Today, Greece not only services its loans regularly, but has also proceeded with scheduled early repayments with the approval of the ESM itself. From a recipient of strict conditions, the country is turning into a shaper of conditions for others.
Practical consequences
What seemed unthinkable a decade ago is now reality, but it also carries multiple consequences:
- Upgrading of role: Pierrakakis no longer represents only Greece and will not decide only on the Greek economy.

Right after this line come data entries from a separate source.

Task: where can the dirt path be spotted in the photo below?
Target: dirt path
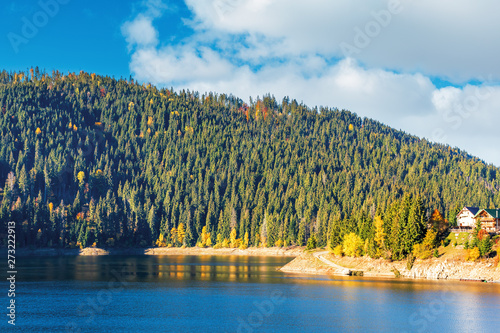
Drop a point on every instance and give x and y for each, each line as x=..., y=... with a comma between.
x=339, y=269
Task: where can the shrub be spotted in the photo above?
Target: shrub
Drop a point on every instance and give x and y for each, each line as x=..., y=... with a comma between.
x=485, y=246
x=473, y=254
x=421, y=251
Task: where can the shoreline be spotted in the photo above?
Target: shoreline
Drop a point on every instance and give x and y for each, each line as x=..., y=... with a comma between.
x=429, y=269
x=294, y=251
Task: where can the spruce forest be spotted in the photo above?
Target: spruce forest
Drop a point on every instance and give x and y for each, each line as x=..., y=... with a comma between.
x=89, y=160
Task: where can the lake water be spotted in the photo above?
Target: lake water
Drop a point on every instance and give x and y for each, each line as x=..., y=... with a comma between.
x=236, y=294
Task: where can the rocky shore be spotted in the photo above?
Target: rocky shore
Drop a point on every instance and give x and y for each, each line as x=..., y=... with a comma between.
x=252, y=251
x=434, y=268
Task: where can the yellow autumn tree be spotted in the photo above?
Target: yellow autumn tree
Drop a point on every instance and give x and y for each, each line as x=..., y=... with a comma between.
x=81, y=178
x=181, y=233
x=379, y=234
x=173, y=235
x=205, y=240
x=245, y=242
x=352, y=245
x=235, y=242
x=161, y=241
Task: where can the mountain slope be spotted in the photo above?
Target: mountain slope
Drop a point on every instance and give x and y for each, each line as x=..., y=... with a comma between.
x=89, y=158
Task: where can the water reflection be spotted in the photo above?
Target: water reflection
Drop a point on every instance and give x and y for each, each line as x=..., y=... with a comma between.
x=208, y=293
x=153, y=268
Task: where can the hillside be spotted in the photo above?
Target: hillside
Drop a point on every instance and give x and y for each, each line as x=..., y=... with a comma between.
x=86, y=158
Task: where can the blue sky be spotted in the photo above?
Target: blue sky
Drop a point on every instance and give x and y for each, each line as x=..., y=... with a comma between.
x=426, y=67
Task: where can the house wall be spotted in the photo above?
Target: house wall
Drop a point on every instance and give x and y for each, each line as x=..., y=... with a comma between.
x=466, y=219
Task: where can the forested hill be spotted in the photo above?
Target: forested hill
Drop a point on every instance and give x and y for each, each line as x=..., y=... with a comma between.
x=87, y=158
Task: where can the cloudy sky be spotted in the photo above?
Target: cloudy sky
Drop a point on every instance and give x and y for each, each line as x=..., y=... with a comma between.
x=427, y=67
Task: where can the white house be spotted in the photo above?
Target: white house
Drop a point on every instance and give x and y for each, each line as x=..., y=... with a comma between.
x=465, y=218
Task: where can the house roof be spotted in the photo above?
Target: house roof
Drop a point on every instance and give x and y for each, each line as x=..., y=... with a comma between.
x=492, y=212
x=473, y=210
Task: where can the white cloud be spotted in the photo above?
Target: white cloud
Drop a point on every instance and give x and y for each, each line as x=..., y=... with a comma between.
x=289, y=47
x=140, y=32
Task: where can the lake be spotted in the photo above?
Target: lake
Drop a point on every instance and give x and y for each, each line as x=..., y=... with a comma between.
x=236, y=294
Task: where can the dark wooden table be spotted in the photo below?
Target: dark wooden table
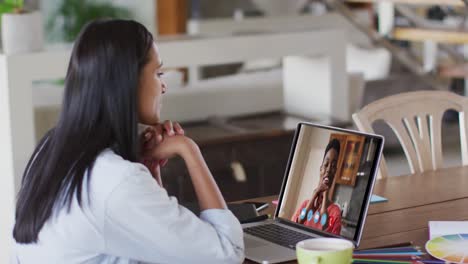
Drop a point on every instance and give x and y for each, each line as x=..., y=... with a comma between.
x=413, y=201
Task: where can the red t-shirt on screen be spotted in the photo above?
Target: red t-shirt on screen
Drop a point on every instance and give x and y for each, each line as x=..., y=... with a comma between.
x=334, y=219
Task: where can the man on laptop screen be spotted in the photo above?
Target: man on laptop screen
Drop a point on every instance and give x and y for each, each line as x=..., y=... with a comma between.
x=325, y=192
x=327, y=180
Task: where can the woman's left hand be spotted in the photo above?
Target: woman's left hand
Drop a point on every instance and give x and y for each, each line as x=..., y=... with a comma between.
x=151, y=137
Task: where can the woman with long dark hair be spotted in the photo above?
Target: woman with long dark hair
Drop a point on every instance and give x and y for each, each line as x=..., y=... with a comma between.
x=86, y=197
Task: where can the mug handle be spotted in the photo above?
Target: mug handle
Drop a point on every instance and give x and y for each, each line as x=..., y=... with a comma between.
x=314, y=260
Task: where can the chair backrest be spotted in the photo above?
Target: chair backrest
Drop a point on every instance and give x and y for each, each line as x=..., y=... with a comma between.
x=416, y=119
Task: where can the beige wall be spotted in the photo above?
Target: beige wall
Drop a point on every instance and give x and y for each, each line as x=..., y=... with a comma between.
x=305, y=168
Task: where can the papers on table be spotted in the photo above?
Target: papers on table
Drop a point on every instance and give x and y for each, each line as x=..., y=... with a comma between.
x=441, y=228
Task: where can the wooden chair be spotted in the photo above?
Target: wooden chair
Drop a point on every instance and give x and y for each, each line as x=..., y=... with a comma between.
x=416, y=119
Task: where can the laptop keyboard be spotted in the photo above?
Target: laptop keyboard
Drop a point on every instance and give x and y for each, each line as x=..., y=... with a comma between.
x=277, y=234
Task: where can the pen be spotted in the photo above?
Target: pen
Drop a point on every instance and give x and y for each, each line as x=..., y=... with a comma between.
x=255, y=219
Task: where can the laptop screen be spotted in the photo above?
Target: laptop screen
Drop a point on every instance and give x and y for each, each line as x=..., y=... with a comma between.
x=329, y=180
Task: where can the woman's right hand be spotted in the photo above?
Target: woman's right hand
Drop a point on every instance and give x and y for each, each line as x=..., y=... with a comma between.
x=178, y=145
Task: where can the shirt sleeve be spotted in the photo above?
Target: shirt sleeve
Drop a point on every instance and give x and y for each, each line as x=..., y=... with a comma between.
x=143, y=223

He will coordinate the economic policy of the entire eurozone or shape support programs for other countries, strengthening Greece’s role and voice in the EU, the IMF, the World Bank, and the G7.
- Recognition: Just a few years ago, Greece’s place in the euro was openly questioned, whereas today, after the country’s economic recovery, it stands at the core of the most important bodies for exercising economic policy in the European Union.
- Enhanced trust: The support and vote received by Pierrakakis from powerful partners such as Germany demonstrate confidence in the capabilities of the Greek economy and political system.
- Control over developments: As president, he will participate in setting fiscal policies and investment strategies that directly affect Greek interests.
- Negotiating power: This position gives Greece access to the most critical discussions about the future of the eurozone, allowing it to shape decisions before they are taken.